Esse tipo de monitoramento usa um sonar onde é colocado um transdutor acoplado a embarcação com a capacidade de captar imagens de 30m de distância a direita e esquerda. Ele serve ainda para captar a localização do animal com uso de sonda que possibilita avaliar a qualidade do ambiente com intuito de estimar a população, hoje quantificada em 75 animais, com a projeção de ser ainda maior.
“Hoje a gente sabe que a maior nação nativa de peixe-boi ocorre no Piauí e a gente tem observado bastante filhotes na nossa região. Essa área é abrigada, uma área considerada reprodutiva para esses animais, uma área de alimentação, de cuidado parental, onde as fêmeas vão parir e cuidar desses filhotes ao longo dos anos, onde ela fica com eles por cerca de 2 anos”, explica.
Espécie ameaçada de extinção
O peixe-boi é uma espécie criticamente ameaçada de extinção. O animal é considerado um indicador importantíssimo da saúde dos ecossistemas costeiro, com suas fezes fertilizam o solo, entre outros benefícios a outras espécies marítimas.
“Proteger essa espécie é o mesmo que estar protegendo manguezais, estuário e toda uma biodiversidade associada a esses ambientes. A gente tem um resultado muito positivo em relação as conversas e a comunidade porque eles entendem hoje que o peixe-boi está ali como companheiro da atividade. A gente diz que o peixe-boi é uma espécie guarda-chuva, ele está em cima e um monte de outras espécies dependem dele e que ele esteja bem. A certeza que o local de que ele está vai estar saudável”, explica a coordenadora do FaunaMar, Liliana Sousa.

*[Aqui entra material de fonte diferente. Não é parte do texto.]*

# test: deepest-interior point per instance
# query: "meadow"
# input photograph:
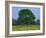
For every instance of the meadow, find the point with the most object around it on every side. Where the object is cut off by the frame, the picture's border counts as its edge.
(24, 27)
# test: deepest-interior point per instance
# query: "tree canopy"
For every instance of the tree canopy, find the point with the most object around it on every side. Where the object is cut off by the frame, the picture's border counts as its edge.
(26, 16)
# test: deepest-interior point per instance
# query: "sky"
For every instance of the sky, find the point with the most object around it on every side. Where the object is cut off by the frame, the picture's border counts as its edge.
(35, 11)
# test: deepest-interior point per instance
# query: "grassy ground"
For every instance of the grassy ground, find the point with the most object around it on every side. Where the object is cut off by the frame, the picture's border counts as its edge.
(22, 28)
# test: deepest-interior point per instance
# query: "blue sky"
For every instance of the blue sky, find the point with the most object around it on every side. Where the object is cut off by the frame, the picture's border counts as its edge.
(35, 11)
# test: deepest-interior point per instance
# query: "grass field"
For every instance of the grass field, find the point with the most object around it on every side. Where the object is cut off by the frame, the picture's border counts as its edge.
(23, 28)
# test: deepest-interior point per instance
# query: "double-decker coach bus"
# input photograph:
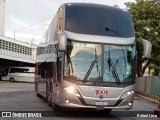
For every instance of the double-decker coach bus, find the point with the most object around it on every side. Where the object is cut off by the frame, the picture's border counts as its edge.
(88, 59)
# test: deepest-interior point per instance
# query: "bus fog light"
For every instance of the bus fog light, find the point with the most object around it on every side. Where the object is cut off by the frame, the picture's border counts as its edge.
(128, 93)
(129, 104)
(67, 101)
(72, 90)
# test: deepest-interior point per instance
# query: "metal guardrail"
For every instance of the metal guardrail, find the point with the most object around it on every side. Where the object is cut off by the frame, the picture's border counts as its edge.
(148, 86)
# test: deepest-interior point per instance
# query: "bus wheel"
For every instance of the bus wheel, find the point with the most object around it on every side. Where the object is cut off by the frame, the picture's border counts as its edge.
(12, 79)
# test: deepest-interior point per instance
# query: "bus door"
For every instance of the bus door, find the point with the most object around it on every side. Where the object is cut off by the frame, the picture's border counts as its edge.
(57, 85)
(4, 74)
(41, 78)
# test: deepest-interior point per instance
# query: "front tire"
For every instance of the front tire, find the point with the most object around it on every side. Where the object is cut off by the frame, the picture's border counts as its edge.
(49, 94)
(12, 80)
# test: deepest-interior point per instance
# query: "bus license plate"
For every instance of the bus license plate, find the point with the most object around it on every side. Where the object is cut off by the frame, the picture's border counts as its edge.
(101, 103)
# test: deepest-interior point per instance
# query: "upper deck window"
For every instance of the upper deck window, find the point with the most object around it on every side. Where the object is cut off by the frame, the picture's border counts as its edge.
(98, 20)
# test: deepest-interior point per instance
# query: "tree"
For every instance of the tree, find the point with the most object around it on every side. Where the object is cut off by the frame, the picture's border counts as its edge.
(146, 19)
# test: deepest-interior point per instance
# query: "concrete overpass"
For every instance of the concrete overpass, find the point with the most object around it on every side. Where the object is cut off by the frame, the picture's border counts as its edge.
(14, 52)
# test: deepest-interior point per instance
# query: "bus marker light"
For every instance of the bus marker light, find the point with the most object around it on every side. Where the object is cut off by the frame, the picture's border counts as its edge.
(129, 103)
(67, 101)
(128, 93)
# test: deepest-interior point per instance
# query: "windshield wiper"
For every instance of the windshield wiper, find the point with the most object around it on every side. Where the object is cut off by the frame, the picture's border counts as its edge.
(113, 69)
(107, 29)
(91, 67)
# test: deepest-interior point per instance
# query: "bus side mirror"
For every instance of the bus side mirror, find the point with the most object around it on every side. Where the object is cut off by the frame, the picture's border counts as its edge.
(147, 47)
(62, 41)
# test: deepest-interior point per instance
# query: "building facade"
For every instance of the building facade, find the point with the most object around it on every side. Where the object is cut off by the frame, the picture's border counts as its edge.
(2, 16)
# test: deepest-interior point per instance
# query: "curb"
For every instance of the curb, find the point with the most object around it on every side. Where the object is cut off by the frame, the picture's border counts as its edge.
(148, 98)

O peixe-boi do Piauí tem função ecológica da espécie e funciona como ponto central de outras regiões mais próximas como Ceará, Rio Grande do Norte e Maranhão.O monitoramento será voltado para aprimorar as informações ainda desconhecidas sobre comportamento e deslocamento dos animais que habitam o estado. Isso vai contribuir para a conservação da espécie e compreender como os animais usam estuário e manguezais, além de outras áreas ao longo da costa.

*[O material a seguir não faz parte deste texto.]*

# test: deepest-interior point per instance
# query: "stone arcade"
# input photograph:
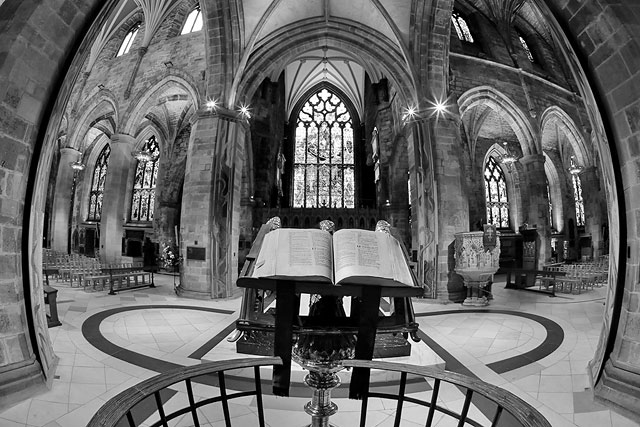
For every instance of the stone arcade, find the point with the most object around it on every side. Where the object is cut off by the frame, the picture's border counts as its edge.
(197, 121)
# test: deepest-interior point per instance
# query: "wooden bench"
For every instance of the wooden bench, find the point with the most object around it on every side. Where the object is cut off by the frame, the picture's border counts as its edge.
(50, 296)
(527, 279)
(128, 277)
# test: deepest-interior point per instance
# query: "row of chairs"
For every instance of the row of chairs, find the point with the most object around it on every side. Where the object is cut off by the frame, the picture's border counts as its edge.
(89, 273)
(577, 277)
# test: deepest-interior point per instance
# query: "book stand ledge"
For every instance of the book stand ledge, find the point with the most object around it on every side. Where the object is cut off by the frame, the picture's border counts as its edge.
(321, 341)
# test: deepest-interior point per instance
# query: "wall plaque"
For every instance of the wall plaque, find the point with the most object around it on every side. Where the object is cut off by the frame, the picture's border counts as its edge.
(196, 253)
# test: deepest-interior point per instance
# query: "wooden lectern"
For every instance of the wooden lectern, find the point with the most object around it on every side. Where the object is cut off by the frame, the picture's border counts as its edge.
(286, 324)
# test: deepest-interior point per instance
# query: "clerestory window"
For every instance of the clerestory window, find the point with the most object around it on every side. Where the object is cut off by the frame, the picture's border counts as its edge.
(495, 189)
(97, 184)
(527, 49)
(193, 22)
(125, 47)
(323, 166)
(144, 185)
(577, 198)
(461, 27)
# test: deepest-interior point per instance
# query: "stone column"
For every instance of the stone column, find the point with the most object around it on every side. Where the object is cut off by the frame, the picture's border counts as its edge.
(537, 213)
(593, 198)
(442, 202)
(62, 199)
(114, 199)
(209, 222)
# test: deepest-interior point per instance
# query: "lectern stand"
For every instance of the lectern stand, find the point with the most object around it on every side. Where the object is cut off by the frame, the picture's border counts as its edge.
(363, 323)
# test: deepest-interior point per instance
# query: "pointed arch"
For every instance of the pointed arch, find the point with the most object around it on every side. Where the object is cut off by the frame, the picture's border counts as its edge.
(486, 96)
(555, 118)
(512, 180)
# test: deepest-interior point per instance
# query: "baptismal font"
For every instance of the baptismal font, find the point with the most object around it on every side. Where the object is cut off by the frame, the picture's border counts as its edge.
(477, 254)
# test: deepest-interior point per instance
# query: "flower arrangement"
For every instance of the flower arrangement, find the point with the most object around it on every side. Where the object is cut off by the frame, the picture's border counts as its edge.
(170, 256)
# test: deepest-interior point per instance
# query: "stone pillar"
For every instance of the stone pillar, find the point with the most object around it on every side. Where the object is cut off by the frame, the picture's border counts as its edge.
(593, 198)
(114, 199)
(211, 205)
(62, 199)
(446, 200)
(537, 213)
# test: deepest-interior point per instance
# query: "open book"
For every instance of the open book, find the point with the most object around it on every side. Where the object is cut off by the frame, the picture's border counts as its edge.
(349, 256)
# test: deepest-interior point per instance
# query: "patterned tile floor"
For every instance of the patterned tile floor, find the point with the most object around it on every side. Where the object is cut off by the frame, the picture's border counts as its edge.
(533, 345)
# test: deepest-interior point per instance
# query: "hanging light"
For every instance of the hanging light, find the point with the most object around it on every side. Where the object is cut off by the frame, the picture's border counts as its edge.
(509, 158)
(142, 155)
(574, 168)
(77, 165)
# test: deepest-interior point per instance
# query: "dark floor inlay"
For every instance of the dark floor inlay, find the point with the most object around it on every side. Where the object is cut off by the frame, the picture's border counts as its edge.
(555, 336)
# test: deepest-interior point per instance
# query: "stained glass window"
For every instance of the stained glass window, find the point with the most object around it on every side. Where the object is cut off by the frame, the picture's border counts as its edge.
(495, 190)
(323, 164)
(577, 197)
(525, 46)
(144, 184)
(461, 27)
(128, 40)
(550, 206)
(193, 22)
(97, 185)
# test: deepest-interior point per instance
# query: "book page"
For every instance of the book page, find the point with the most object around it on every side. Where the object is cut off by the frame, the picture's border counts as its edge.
(362, 256)
(361, 253)
(295, 253)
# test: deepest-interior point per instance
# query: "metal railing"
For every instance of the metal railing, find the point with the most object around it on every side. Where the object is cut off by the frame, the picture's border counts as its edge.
(487, 404)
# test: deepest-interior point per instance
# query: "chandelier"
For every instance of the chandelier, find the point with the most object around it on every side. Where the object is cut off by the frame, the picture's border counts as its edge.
(509, 158)
(574, 168)
(143, 155)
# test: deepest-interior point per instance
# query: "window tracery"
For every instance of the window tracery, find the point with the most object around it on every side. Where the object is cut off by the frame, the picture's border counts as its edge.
(526, 48)
(144, 185)
(323, 166)
(461, 27)
(577, 197)
(125, 47)
(495, 188)
(97, 185)
(193, 22)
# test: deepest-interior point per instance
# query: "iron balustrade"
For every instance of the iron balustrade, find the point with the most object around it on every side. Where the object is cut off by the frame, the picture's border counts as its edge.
(500, 407)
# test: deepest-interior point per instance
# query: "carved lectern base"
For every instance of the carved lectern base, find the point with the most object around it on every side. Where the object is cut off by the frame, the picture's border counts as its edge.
(260, 343)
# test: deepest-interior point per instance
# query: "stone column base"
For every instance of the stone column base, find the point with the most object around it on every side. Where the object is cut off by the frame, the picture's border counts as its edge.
(619, 389)
(187, 293)
(20, 381)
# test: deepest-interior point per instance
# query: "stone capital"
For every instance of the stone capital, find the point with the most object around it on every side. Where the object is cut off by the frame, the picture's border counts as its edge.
(534, 159)
(70, 153)
(122, 138)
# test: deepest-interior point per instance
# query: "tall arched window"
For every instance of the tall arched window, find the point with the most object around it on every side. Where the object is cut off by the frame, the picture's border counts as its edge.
(577, 197)
(97, 185)
(193, 22)
(550, 205)
(495, 190)
(144, 185)
(527, 49)
(128, 39)
(323, 166)
(461, 27)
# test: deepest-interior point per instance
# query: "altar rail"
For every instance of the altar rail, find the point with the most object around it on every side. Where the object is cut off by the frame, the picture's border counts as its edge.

“Apesar de ser um litoral pequeno é uma costa muito utilizada para o turismo para esportes náuticos. Então a gente também precisa ter essa resposta da ocupação desordenada da costa, a expansão urbana. E quando digo isso é que estratégia podemos adotar para mitigar esses impactos e manter a área do estuário que é importante para conservação da espécie”, finaliza.
O novo monitoramento vai avaliar ainda migração, áreas de uso, possíveis ameaças ao longo da costa com informações em tempo real de onde o animal está. Atualmente existem no Piauí seis animais reabilitados que serão monitorados. Eles estão no Centro de Reabilitação de Mamíferos Aquáticos em Pernambuco.